Some women might not want to be attended by a male midwife. Some of the elements of discrimination are there, not least that men in the profession are in a tiny minority. But the woman in question would not be unlawfully discriminating against the man in question, as patients have the right to refuse treatment from an individual.
Conclusion
As this article tries to show, the concept of ageism is difficult. We could start from a definition on which the majority could agree. But that raises a different problem— whether the majority are automatically to be considered right in deciding questions that bear on social morality.
The thing to be avoided, and with the greatest care, is to define a concept (it could be ageism) and then proceed to (or purport to) draw conclusions from that definition. As Professor Herbert Hart wrote in Definition and Theory in Jurisprudence (Hart, 1954): ‘While theory is to be welcomed, the growth of theory on the back of definition is not’.

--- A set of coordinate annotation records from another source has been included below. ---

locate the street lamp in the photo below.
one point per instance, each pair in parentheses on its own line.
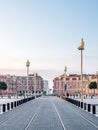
(27,65)
(97,82)
(81,48)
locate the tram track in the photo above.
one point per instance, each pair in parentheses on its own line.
(86,119)
(83,116)
(14,113)
(60,119)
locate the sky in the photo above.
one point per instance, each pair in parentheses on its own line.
(48,32)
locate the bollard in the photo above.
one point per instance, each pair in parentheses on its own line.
(81,104)
(15,104)
(8,106)
(4,108)
(89,107)
(11,105)
(84,106)
(93,109)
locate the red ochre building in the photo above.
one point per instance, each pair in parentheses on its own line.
(71,84)
(17,85)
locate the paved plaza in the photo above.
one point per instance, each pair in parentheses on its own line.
(48,113)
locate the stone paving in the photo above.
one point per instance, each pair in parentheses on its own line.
(48,113)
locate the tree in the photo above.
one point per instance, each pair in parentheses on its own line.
(3,86)
(93,85)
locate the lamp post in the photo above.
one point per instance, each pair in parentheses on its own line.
(27,65)
(97,82)
(81,48)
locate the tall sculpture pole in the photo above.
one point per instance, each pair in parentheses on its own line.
(81,48)
(65,70)
(27,65)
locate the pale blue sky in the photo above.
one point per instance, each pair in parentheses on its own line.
(48,32)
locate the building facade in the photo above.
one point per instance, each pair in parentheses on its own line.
(17,85)
(71,84)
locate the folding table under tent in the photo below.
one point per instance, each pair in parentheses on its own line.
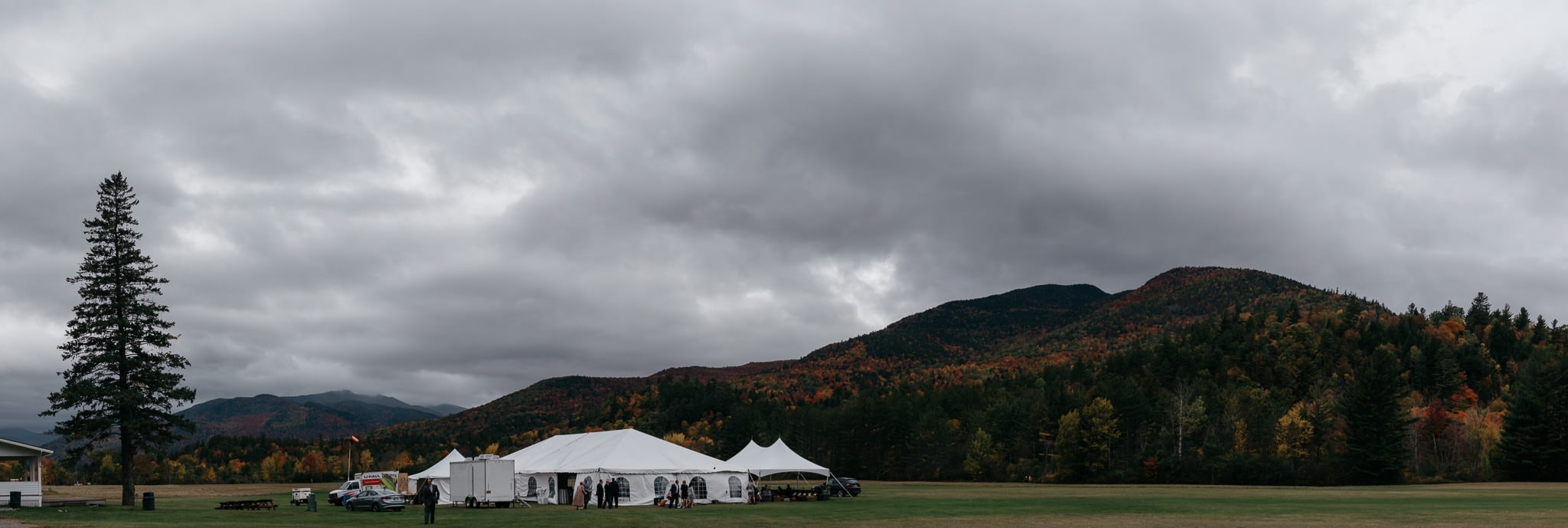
(441,474)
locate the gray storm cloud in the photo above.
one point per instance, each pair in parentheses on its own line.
(449,203)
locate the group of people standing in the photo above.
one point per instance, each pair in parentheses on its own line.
(679,495)
(607,494)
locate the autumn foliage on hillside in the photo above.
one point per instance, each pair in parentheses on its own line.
(1217,376)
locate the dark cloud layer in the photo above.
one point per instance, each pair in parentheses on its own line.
(446,203)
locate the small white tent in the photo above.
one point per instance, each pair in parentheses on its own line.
(439,472)
(643,464)
(775,459)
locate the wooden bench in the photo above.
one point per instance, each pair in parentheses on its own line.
(264,503)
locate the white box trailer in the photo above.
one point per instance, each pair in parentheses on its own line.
(483,481)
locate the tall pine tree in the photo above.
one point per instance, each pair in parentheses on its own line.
(1534,442)
(1376,423)
(121,382)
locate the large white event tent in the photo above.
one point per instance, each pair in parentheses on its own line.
(775,459)
(441,474)
(645,467)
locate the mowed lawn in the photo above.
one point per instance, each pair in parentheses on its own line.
(902,505)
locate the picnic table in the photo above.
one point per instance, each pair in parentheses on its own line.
(264,503)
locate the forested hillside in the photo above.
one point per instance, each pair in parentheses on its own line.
(1200,376)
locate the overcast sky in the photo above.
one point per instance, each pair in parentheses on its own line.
(446,202)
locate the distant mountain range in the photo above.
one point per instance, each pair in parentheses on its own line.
(977,338)
(308,417)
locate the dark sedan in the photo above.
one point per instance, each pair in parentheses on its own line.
(841,486)
(375,500)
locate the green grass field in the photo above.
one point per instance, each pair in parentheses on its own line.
(935,505)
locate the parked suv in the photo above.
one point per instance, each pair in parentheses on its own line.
(841,486)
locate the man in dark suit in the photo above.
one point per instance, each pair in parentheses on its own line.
(430,495)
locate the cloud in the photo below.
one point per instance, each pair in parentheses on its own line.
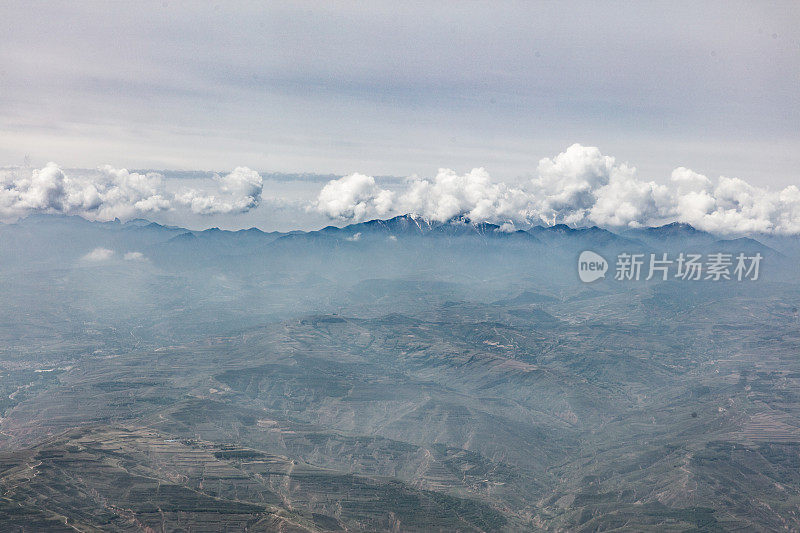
(134,256)
(99,254)
(238,192)
(107,193)
(354,197)
(579,186)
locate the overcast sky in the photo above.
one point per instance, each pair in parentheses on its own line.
(388,90)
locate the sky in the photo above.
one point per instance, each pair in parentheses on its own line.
(383,89)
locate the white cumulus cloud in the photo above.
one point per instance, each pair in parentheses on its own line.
(237,192)
(579,186)
(99,254)
(134,256)
(107,193)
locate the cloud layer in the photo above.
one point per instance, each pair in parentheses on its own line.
(109,193)
(579,186)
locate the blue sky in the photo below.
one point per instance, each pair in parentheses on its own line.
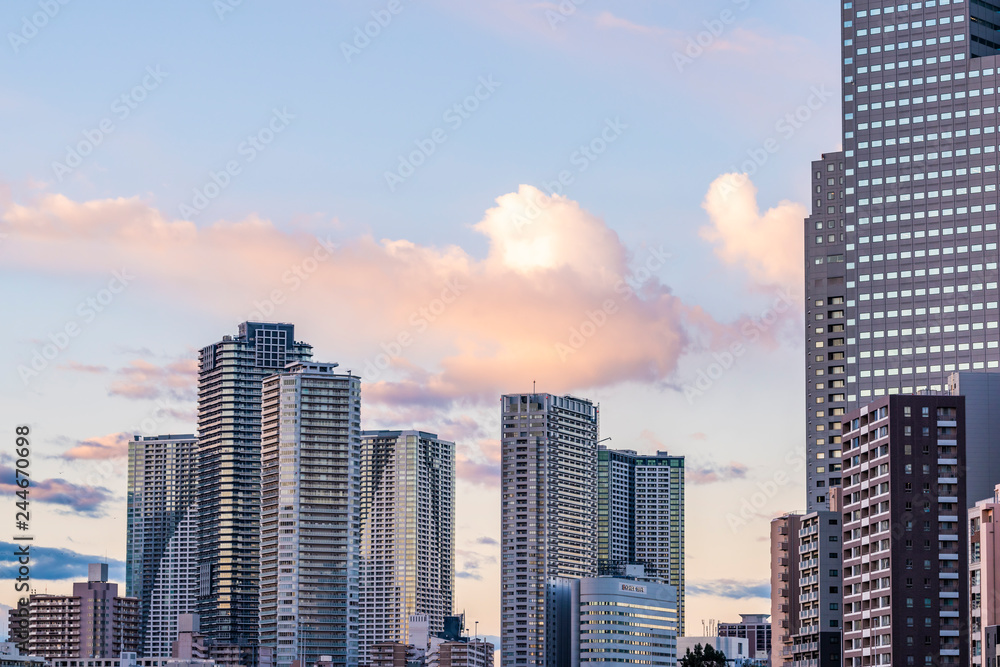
(557,84)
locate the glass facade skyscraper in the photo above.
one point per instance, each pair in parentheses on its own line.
(229,385)
(310,515)
(407,533)
(640,515)
(906,215)
(161,563)
(548,514)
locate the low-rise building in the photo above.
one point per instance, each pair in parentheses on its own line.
(736,649)
(756,629)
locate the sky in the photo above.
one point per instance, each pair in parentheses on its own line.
(454,199)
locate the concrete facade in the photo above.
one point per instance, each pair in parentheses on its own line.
(548,512)
(161,563)
(640,515)
(904,540)
(310,514)
(407,534)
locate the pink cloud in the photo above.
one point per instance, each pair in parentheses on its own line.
(112,446)
(709,473)
(768,245)
(81,499)
(144,380)
(550,301)
(84,368)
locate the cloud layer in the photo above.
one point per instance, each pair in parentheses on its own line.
(729,588)
(49,564)
(79,498)
(767,245)
(553,300)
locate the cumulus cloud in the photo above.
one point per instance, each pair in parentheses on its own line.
(111,446)
(768,245)
(59,564)
(552,300)
(81,499)
(729,588)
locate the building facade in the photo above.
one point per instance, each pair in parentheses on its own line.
(627,619)
(984,578)
(93,622)
(756,629)
(640,515)
(310,514)
(161,563)
(548,512)
(806,592)
(826,321)
(904,544)
(407,533)
(785,606)
(230,373)
(921,193)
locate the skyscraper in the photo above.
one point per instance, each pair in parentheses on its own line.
(310,514)
(161,564)
(640,515)
(229,382)
(826,346)
(920,148)
(805,590)
(905,567)
(548,512)
(407,533)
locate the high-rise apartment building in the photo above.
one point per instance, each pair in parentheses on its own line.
(610,619)
(904,543)
(805,592)
(161,564)
(640,515)
(984,578)
(920,146)
(826,322)
(610,627)
(310,514)
(407,534)
(548,512)
(93,622)
(230,373)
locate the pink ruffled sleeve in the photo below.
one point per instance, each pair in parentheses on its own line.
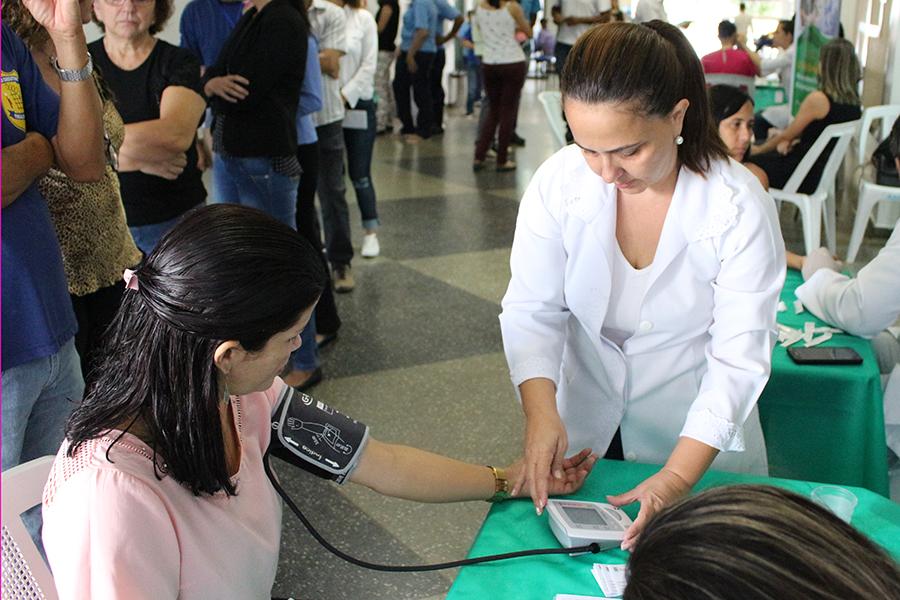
(108,536)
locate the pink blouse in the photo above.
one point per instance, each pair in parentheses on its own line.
(113,530)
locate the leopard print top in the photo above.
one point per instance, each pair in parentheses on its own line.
(90,221)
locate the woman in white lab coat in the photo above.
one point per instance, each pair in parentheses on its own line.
(646,270)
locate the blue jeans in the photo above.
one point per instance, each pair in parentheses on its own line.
(147,236)
(473,86)
(359,144)
(38,397)
(253,182)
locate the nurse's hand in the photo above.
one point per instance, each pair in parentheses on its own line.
(575,471)
(654,493)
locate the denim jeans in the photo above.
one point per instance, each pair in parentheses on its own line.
(473,86)
(420,83)
(333,194)
(254,182)
(38,397)
(147,236)
(359,144)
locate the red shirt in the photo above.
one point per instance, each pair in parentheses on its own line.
(732,61)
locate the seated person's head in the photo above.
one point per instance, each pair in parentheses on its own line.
(839,72)
(218,310)
(784,34)
(732,111)
(895,143)
(751,542)
(727,33)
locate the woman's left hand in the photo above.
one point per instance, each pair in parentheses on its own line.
(575,470)
(654,493)
(59,17)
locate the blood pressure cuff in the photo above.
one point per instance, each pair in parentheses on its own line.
(315,437)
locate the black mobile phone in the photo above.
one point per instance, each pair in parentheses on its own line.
(827,355)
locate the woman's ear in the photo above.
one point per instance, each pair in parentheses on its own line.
(677,114)
(227,355)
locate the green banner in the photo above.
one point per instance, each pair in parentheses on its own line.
(817,22)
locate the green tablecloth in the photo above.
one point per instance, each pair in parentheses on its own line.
(767,95)
(824,423)
(513,526)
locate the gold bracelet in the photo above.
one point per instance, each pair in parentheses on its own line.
(501,485)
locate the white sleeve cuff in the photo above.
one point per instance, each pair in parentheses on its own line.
(532,368)
(720,433)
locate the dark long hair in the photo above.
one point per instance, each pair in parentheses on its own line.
(225,272)
(651,67)
(753,542)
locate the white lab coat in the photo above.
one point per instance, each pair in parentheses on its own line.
(865,306)
(701,353)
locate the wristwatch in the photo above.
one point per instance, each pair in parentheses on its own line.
(501,485)
(74,74)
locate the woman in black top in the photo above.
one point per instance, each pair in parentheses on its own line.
(836,101)
(388,20)
(254,91)
(156,89)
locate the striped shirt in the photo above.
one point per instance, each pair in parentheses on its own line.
(329,24)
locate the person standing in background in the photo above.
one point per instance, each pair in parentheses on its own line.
(446,12)
(743,21)
(388,21)
(328,24)
(417,50)
(204,27)
(473,66)
(41,373)
(156,88)
(88,217)
(574,17)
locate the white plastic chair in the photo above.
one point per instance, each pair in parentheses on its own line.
(25,574)
(811,205)
(744,82)
(870,193)
(552,102)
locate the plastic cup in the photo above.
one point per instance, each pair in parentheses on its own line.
(842,502)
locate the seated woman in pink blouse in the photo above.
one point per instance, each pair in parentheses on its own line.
(159,490)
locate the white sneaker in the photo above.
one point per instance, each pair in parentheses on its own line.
(370,248)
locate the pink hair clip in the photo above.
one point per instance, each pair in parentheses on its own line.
(130,278)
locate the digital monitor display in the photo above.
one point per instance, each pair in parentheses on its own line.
(585,516)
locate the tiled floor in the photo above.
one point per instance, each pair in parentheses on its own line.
(420,358)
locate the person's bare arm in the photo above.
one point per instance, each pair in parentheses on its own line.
(78,144)
(518,15)
(23,163)
(180,110)
(814,107)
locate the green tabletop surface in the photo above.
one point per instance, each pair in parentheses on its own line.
(768,94)
(824,422)
(513,525)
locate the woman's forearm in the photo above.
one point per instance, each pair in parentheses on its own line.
(414,474)
(690,459)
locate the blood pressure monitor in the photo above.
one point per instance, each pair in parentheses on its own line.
(578,523)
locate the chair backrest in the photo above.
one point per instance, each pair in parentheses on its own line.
(743,82)
(25,574)
(887,113)
(552,102)
(843,133)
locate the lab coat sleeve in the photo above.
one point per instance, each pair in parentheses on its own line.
(533,321)
(865,305)
(739,353)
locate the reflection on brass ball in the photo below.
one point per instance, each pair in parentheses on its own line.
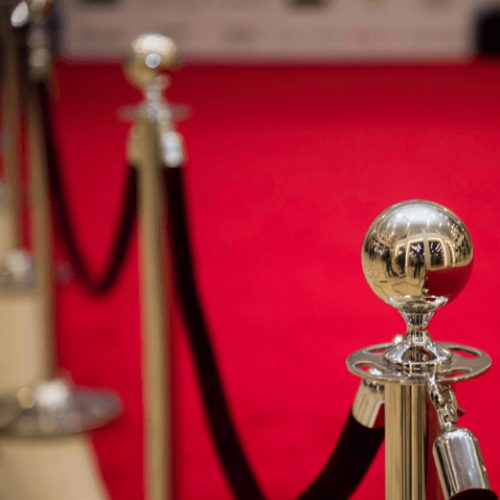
(417,255)
(147,56)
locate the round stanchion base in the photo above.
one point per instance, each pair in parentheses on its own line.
(54,407)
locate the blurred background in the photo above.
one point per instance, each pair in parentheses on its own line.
(284,30)
(307,119)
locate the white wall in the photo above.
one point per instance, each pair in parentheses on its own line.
(276,29)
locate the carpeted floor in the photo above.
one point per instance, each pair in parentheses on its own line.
(287,169)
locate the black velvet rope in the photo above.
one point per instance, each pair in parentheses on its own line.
(357,446)
(127,219)
(475,494)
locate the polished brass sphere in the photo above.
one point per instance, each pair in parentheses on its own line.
(417,256)
(148,55)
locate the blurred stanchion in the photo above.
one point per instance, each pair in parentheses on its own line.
(45,452)
(148,55)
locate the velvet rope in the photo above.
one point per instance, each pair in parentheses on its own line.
(475,495)
(116,256)
(357,446)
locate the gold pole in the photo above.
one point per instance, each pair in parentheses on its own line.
(10,114)
(148,54)
(156,354)
(42,231)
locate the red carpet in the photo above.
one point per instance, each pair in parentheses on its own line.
(287,169)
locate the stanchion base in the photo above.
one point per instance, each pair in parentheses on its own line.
(54,408)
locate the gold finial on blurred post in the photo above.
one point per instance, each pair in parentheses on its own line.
(148,55)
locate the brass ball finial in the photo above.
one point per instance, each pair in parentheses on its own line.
(417,256)
(147,57)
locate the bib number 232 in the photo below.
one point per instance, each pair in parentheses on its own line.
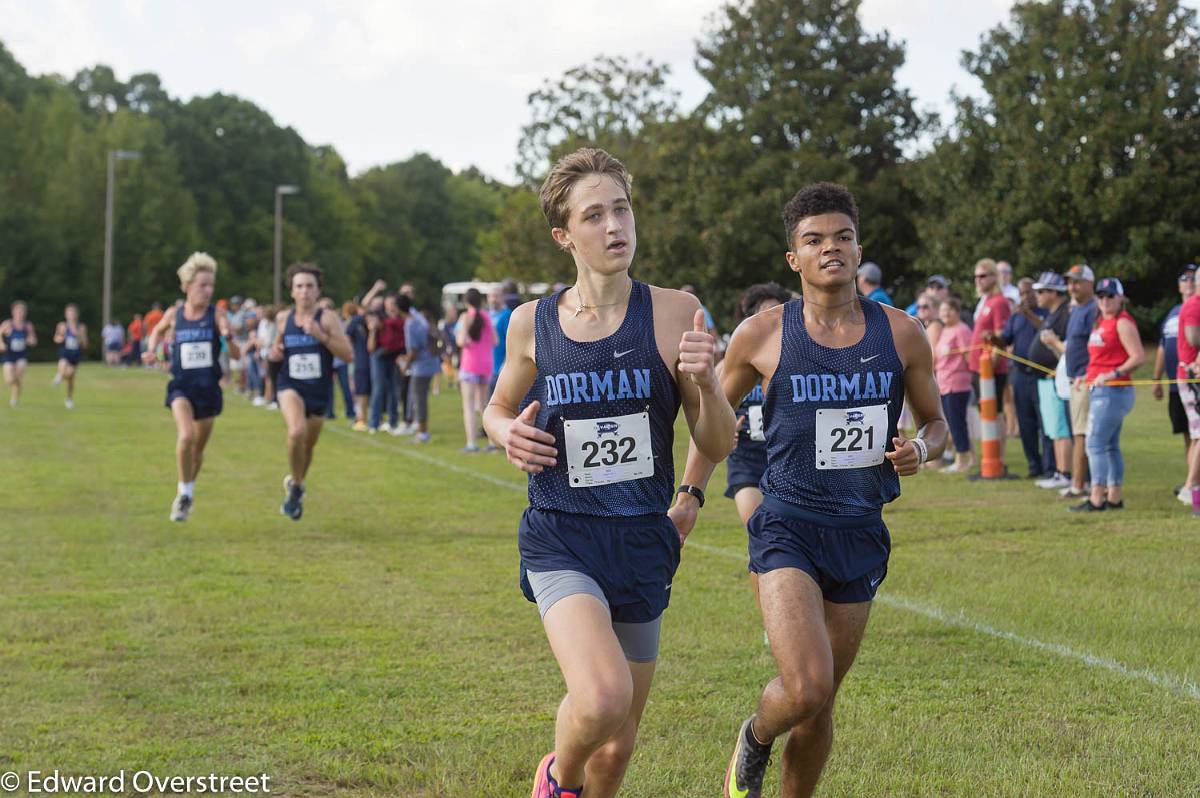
(853,437)
(600,451)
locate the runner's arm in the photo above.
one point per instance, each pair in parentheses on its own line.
(738,376)
(709,415)
(335,337)
(227,334)
(162,328)
(921,390)
(527,447)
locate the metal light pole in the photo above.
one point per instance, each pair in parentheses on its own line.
(280,191)
(109,192)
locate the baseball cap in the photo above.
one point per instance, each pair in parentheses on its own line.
(1081,271)
(871,273)
(1110,286)
(1050,281)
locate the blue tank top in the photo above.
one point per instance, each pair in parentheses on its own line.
(749,435)
(585,385)
(195,354)
(16,342)
(829,415)
(307,365)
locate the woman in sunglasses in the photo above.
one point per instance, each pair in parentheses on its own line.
(1114,352)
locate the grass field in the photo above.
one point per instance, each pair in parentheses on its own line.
(381,647)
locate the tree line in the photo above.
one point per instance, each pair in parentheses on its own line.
(1084,147)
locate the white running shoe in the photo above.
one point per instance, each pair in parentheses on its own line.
(1056,481)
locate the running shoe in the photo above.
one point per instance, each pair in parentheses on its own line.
(748,766)
(181,508)
(293,507)
(1055,481)
(544,785)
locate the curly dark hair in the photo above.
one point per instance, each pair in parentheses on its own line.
(755,295)
(815,199)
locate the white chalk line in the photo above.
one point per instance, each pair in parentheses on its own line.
(1176,684)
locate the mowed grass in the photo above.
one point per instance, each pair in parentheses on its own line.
(381,647)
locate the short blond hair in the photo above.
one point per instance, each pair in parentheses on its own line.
(569,171)
(988,265)
(197,262)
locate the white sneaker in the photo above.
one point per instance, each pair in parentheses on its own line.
(1057,480)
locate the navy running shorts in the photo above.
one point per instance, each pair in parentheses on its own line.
(744,467)
(846,556)
(633,559)
(207,402)
(361,381)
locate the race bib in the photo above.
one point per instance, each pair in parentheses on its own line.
(306,366)
(853,437)
(196,354)
(600,451)
(754,423)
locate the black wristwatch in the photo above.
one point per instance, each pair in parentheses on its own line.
(694,491)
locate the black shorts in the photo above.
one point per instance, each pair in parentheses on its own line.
(361,381)
(744,467)
(633,559)
(207,402)
(1177,414)
(846,556)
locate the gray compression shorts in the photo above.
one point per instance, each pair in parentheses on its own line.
(640,642)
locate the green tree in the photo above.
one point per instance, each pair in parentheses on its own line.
(799,93)
(1081,148)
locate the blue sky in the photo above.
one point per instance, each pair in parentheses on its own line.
(382,79)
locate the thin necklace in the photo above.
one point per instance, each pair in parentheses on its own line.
(583,306)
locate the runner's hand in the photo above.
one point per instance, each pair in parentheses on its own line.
(697,353)
(683,515)
(904,457)
(527,447)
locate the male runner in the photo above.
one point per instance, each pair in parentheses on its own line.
(17,336)
(306,343)
(835,370)
(586,405)
(71,335)
(193,394)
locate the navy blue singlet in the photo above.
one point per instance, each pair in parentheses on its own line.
(307,365)
(617,376)
(195,354)
(851,387)
(16,343)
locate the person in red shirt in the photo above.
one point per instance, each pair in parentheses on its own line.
(1114,352)
(989,324)
(1187,346)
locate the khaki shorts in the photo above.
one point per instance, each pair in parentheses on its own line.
(1189,400)
(1079,393)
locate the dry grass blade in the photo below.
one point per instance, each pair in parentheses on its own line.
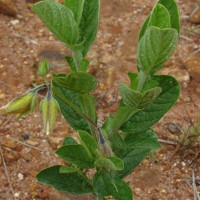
(196,193)
(6,171)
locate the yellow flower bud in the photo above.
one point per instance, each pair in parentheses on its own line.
(49,109)
(21,105)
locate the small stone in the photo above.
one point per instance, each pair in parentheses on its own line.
(181,75)
(32,142)
(173,137)
(8,7)
(138,191)
(146,162)
(55,140)
(163,191)
(174,128)
(195,18)
(17,194)
(192,65)
(0,161)
(25,136)
(14,22)
(20,176)
(2,96)
(9,143)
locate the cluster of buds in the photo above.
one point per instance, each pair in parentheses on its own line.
(104,145)
(49,109)
(21,105)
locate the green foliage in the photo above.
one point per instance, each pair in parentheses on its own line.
(106,185)
(76,154)
(76,7)
(138,146)
(73,183)
(59,20)
(89,24)
(155,48)
(151,113)
(114,150)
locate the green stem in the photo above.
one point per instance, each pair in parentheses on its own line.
(78,57)
(142,79)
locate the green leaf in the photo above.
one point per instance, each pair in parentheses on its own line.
(65,98)
(59,20)
(105,164)
(67,169)
(69,140)
(159,17)
(87,105)
(106,185)
(71,63)
(144,27)
(150,96)
(130,97)
(136,99)
(138,146)
(122,116)
(76,154)
(76,7)
(172,8)
(83,67)
(72,183)
(88,141)
(89,24)
(80,82)
(118,163)
(151,113)
(155,48)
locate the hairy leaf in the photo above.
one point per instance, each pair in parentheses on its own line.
(87,140)
(172,8)
(89,24)
(77,7)
(59,20)
(76,154)
(80,82)
(66,98)
(155,48)
(159,17)
(73,183)
(69,140)
(151,113)
(106,185)
(138,146)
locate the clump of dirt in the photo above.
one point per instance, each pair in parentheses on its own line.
(165,174)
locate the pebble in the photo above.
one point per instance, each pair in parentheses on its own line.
(20,176)
(9,143)
(163,191)
(138,191)
(14,22)
(0,161)
(32,142)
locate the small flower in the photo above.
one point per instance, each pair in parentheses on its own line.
(43,68)
(49,109)
(104,145)
(21,105)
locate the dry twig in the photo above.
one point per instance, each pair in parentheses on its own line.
(6,171)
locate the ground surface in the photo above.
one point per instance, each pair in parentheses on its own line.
(24,41)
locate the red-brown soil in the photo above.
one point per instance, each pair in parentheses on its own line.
(24,41)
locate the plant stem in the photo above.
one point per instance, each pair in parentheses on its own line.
(78,57)
(142,79)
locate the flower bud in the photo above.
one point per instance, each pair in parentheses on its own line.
(43,68)
(49,109)
(21,105)
(104,145)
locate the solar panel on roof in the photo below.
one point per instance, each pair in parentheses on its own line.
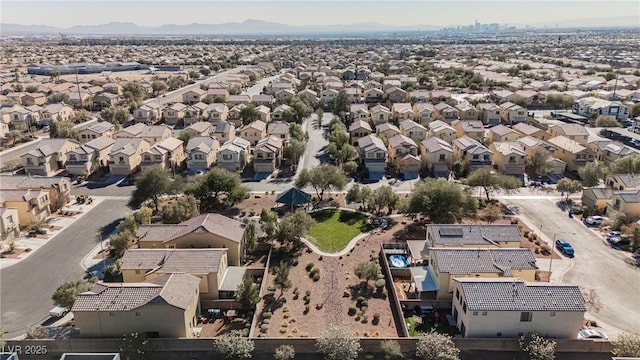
(450,232)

Ageism cannot be defined, and it probably never will be, except to serve some narrow socio-political end. Fake law will never advance social or moral justice. Discrimination as envisioned in other quarters (such as equal rights in employment and equality of treatment regardless of race) by the Equality Act is to be carefully avoided, and most of the Act stands as a valuable contribution to such civilisation as the Britain can today boast, even though nothing much of it was new.
However, its contribution on ageism is unlikely to do anybody much good, old or not. It certainly does nothing to ‘empower’ the aged.